|
The common Buckthorn grows in our woods and thickets, and used to be popularly known because of the purgative syrup made from its juice and berries. It bears dense branches of small green flowers, followed by the black berries, which purge violently. If gathered before they are ripe they furnish a yellow dye. When ripe, if mixed with gum arabic and lime water, they form the pigment called "Bladder Green." Until late in the
present century O dura ilia messorum English rustics, when requiring an aperients dose for themselves or their children, had recourse to the syrup of Buckthorn. But its action was so severe, and attended with such painful griping, |
that as time went on the medicine was discarded, and it is now employed in this respect almost exclusively by the cattle doctor. Dodoeus taught about Buckthorn berries: "They be not meet to be administered but to young and lusty people of the country, which do set more store of their money than their lives." The shrub grows chiefly on chalk, and near brooks. The name Buckthorn is from the German buxdorn, boxthorn, hartshorn. In
Anglo-Saxon it was Heorot-bremble. It is also known as Waythorn, Rainberry Thorn, Highway Thorn and Rhineberries. Each of the berries contains four seeds: and the flesh of birds which eat thereof is said to be purgative. When the juice is given medicinally it causes a bad stomach-ache, with much dryness of the throat: for which reason Sydenham always ordered a basin of soup to be given after it. Chemically the active principle of the
Buckthorn is "rhamno-cathartine." Likewise a milder kind of Buckthorn, which is much more useful as a Simple, grows freely in England, the Rhamnus frangula or so-called "black berry-bearing Alder," though this appellation is a mistake, because botanically the Alder never bears any berries. This black Buckthorn is a slender shrub, which occurs in our woods and thickets. The juice of its berries is aperients, without being irritating,
and is well suited as a laxative for persons of delicate constitution. It possesses the merit of continuing to answer in smaller doses after the patient has become habituated to its use. The berry of the Rhamnus frangula may be known by its containing only two seeds. Country people give the bark boiled in ale for jaundice; and this bark is the black dogwood of gunpowder makers. Lately a certain aperient medicine has become highly
popular with both doctors and patients in this country, the same being known as Cascara Sagrada. It is really an American Buckthorn, the Rhamnus Persiana, and it possesses no true advantage over our black Alder Buckthorn, though the bark of this latter must be used a year old, or it will cause griping. A fluid extract of the English mild Buckthorn, or of the American Cascara, is made by our leading druggists, of which from half to
one teaspoonful may be given for a dose. This is likewise a tonic to the intestines, and is especially useful for relieving piles. Lozenges also of the Alder Buckthorn are dispensed under the name of "Aperient Fruit Lozenges;" one, or perhaps two, being taken for a dose as required.
|
There is a Sea Buckthorn, Hippophoe, which belongs to a different natural order, Eloeagnaceoe, a low shrubby tree, growing on sand hills and cliffs, and called also Sallowthorn. The fruit is made (in Tartary) into a pleasant jelly, because of its acid flavor, and used in the Gulf of Bothnia for concocting a fish sauce.
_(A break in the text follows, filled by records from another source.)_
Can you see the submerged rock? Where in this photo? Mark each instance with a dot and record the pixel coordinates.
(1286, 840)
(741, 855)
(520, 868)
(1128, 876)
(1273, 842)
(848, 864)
The name signifies "giving light to a horse," being conferred because of a supposed power to cure equine blindness; or it may mean "shining underneath," in allusion to the silvery underside of the leaf.
The old-fashioned Cathartic Buckthorn of our hedges and woods has spinous |
thorny branchlets, from which its name, Rhamnus, is thought to be derived, because the shrub is set with thorns like as the ram. At one time this Buckthorn was a botanical puzzle, even to Royalty, as the following lines assure us:
"Hicum, peridicum; all clothed in green;
The King could not tell it, no more could the Queen;
So they sent to consult wise men from the East.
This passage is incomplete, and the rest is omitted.